Thereuodon Temporal range: Berriasian PreꞒ Ꞓ O S D C P T J K Pg N

Scientific classification
- Kingdom: Animalia
- Phylum: Chordata
- Class: Mammalia
- Order: †Symmetrodonta
- Family: †Thereuodontidae Sigogneau-Russel & Ensom, 1998
- Genus: †Thereuodon Sigogneau-Russell, 1989
- Species: Thereuodon dahmani Sigogneau-Russell, 1989 (type); Thereuodon taraktes Sigogneau-Russell & Ensom, 1998;

= Thereuodon =

Extinct family of mammals

Thereuodon is a genus of extinct mammal known from the Early Cretaceous of southern England, Morocco and France.

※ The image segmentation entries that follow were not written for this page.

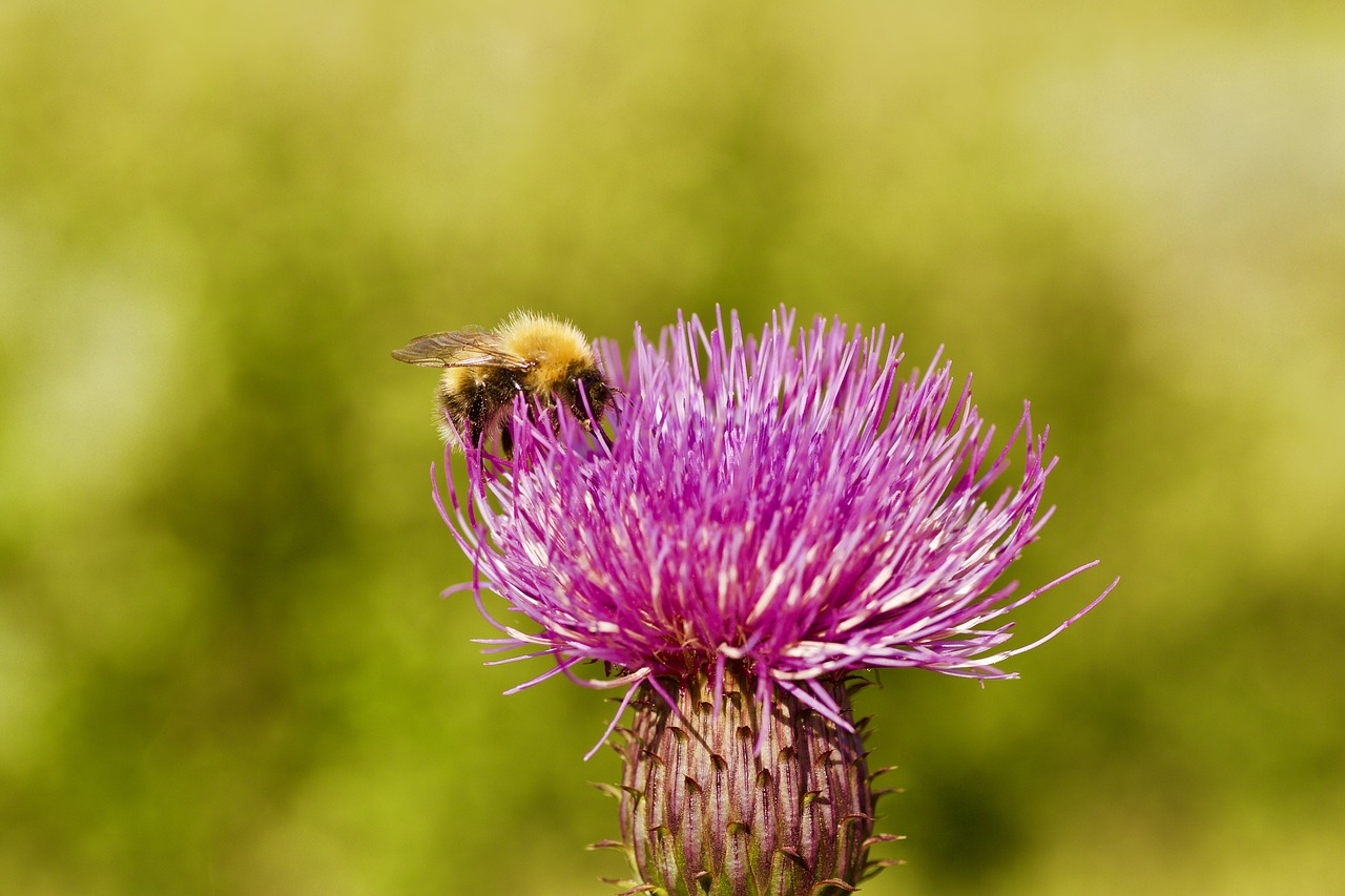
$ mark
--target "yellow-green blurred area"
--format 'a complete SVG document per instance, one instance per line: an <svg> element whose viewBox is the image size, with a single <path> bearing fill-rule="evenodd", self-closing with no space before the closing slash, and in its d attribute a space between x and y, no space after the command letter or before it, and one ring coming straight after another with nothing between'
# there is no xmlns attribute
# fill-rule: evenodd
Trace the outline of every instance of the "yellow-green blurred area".
<svg viewBox="0 0 1345 896"><path fill-rule="evenodd" d="M780 303L1050 425L1018 643L1122 577L859 696L863 892L1345 892L1338 3L8 0L0 96L0 892L616 892L387 352Z"/></svg>

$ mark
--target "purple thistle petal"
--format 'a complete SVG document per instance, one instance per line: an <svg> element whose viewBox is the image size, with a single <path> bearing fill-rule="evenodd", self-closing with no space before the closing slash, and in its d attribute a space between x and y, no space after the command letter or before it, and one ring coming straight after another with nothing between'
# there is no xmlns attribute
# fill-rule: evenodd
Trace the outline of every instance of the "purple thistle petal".
<svg viewBox="0 0 1345 896"><path fill-rule="evenodd" d="M482 607L504 635L488 643L555 662L514 690L596 661L623 675L588 683L628 687L624 706L643 681L662 693L655 677L713 669L722 682L737 661L760 705L780 686L843 724L819 679L1013 677L995 665L1098 603L1003 650L1013 623L997 620L1095 565L1018 599L1014 583L995 587L1050 515L1046 432L1024 405L993 453L970 378L954 393L939 355L901 379L900 339L822 319L795 331L794 318L781 308L757 336L733 313L714 328L679 318L656 343L636 331L627 363L604 343L611 440L566 414L530 416L521 398L512 460L468 452L464 502L452 480L448 505L436 486L473 560L472 583L451 591L469 588L479 607L483 589L502 596L537 631ZM991 494L1020 443L1020 482Z"/></svg>

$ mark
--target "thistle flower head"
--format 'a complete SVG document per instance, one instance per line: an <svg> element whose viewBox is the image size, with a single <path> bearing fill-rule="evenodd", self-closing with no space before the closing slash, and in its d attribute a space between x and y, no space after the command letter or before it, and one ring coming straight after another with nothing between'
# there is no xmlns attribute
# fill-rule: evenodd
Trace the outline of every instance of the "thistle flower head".
<svg viewBox="0 0 1345 896"><path fill-rule="evenodd" d="M609 437L519 400L512 459L468 452L467 498L436 492L475 566L457 589L525 618L483 607L503 634L487 643L551 661L515 690L558 673L625 689L631 892L853 889L874 838L846 678L1010 677L1003 659L1096 604L1007 646L1015 608L1093 565L1003 583L1050 515L1046 433L1025 406L997 449L937 357L902 378L900 339L788 309L756 336L679 319L600 355Z"/></svg>
<svg viewBox="0 0 1345 896"><path fill-rule="evenodd" d="M601 348L611 444L521 410L512 463L468 464L475 499L444 513L471 587L537 628L496 623L494 643L550 657L543 678L599 661L623 674L589 683L629 687L737 661L826 708L816 682L863 669L1011 677L999 662L1091 608L1005 648L1013 609L1093 564L1022 596L997 584L1050 515L1054 460L1026 406L993 449L937 358L902 379L900 339L795 331L785 309L757 338L691 318L638 332L628 365Z"/></svg>

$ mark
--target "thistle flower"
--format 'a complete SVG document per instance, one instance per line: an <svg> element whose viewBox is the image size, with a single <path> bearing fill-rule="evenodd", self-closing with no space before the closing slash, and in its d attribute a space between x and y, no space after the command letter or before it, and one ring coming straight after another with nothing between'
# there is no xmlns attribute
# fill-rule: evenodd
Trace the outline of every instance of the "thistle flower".
<svg viewBox="0 0 1345 896"><path fill-rule="evenodd" d="M780 309L760 336L736 315L636 331L611 439L515 408L510 463L468 455L469 496L436 502L475 565L490 643L623 700L617 737L627 892L850 892L868 861L873 792L854 675L920 667L1010 678L1003 584L1050 511L1054 460L1025 405L994 426L937 355L898 379L900 339ZM1015 487L991 495L1025 443ZM1115 583L1112 583L1115 585ZM488 589L526 618L494 619ZM578 669L596 662L593 675ZM596 748L594 748L596 749ZM592 755L592 753L590 753Z"/></svg>

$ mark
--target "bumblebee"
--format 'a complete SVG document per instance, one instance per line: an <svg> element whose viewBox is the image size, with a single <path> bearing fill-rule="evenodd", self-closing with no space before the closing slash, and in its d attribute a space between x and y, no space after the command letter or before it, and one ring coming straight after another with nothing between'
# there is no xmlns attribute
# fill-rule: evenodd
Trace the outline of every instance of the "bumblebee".
<svg viewBox="0 0 1345 896"><path fill-rule="evenodd" d="M566 320L516 311L495 330L468 327L412 339L393 358L443 369L434 416L453 448L479 448L498 435L508 457L510 414L519 394L543 408L565 408L604 437L600 424L613 390L588 338Z"/></svg>

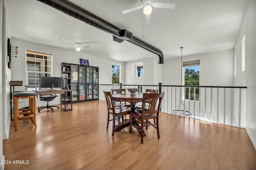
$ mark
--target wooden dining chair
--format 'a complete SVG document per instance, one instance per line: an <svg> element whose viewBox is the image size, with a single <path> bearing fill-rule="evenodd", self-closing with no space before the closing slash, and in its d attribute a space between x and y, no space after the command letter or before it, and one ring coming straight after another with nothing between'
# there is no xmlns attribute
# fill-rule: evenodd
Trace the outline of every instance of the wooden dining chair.
<svg viewBox="0 0 256 170"><path fill-rule="evenodd" d="M158 90L154 89L146 89L145 93L158 93ZM144 109L146 110L148 109L148 102L146 101ZM141 105L136 105L136 108L137 109L141 109ZM154 119L154 124L156 125L156 119ZM148 127L146 127L146 129L147 129Z"/></svg>
<svg viewBox="0 0 256 170"><path fill-rule="evenodd" d="M124 116L130 114L131 109L124 106L117 106L115 104L115 101L112 97L112 95L110 91L104 91L106 100L108 107L108 122L107 123L107 128L108 128L108 124L110 121L113 121L113 127L112 128L112 136L114 136L115 132L115 128L118 126L122 125L124 123ZM110 115L113 115L113 119L110 120ZM120 118L122 119L122 122L120 121ZM118 125L116 125L116 121L118 123Z"/></svg>
<svg viewBox="0 0 256 170"><path fill-rule="evenodd" d="M115 94L126 94L126 89L112 89L111 91L112 94L114 95ZM116 105L117 106L124 106L128 107L130 107L131 105L129 104L128 102L122 103L120 101L116 101Z"/></svg>
<svg viewBox="0 0 256 170"><path fill-rule="evenodd" d="M164 94L164 93L143 93L142 109L136 109L130 111L130 133L132 132L132 126L134 127L138 131L140 132L142 144L143 143L143 132L144 127L146 127L150 125L153 126L156 128L158 138L160 138L158 118L159 111ZM148 102L148 109L144 109L144 106L145 106L146 102ZM133 121L135 121L133 120L134 119L134 118L141 122L140 126L137 126L135 124L132 123ZM156 126L149 121L149 119L156 119ZM146 121L145 125L144 121Z"/></svg>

The type species, named by Denise Sigogneau-Russell in 1989 for teeth from the earliest Cretaceous Ksar Metlili Formation of Morocco, is Thereuodon dahmani, while the referred species named by Sigogneau-Russell and Paul Ensom for teeth from the Lulworth Formation of England is Thereuodon taraktes. The two species are separated by a break in the cingulum in T. dahmani, a more obtuse medial crest in T. taraktes, a duller stylocone in T. taraktes, a "c" cuspule in T. dahmani, and a reduced facet A in T. taraktes. The genus Thereuodon is the only taxon in the symmetrodont family Thereuodontidae, which may be closely related to Spalacotheriidae. A tooth referred to T. cf. taraktes is known from the Berriasian aged Angeac-Charente bonebed of France.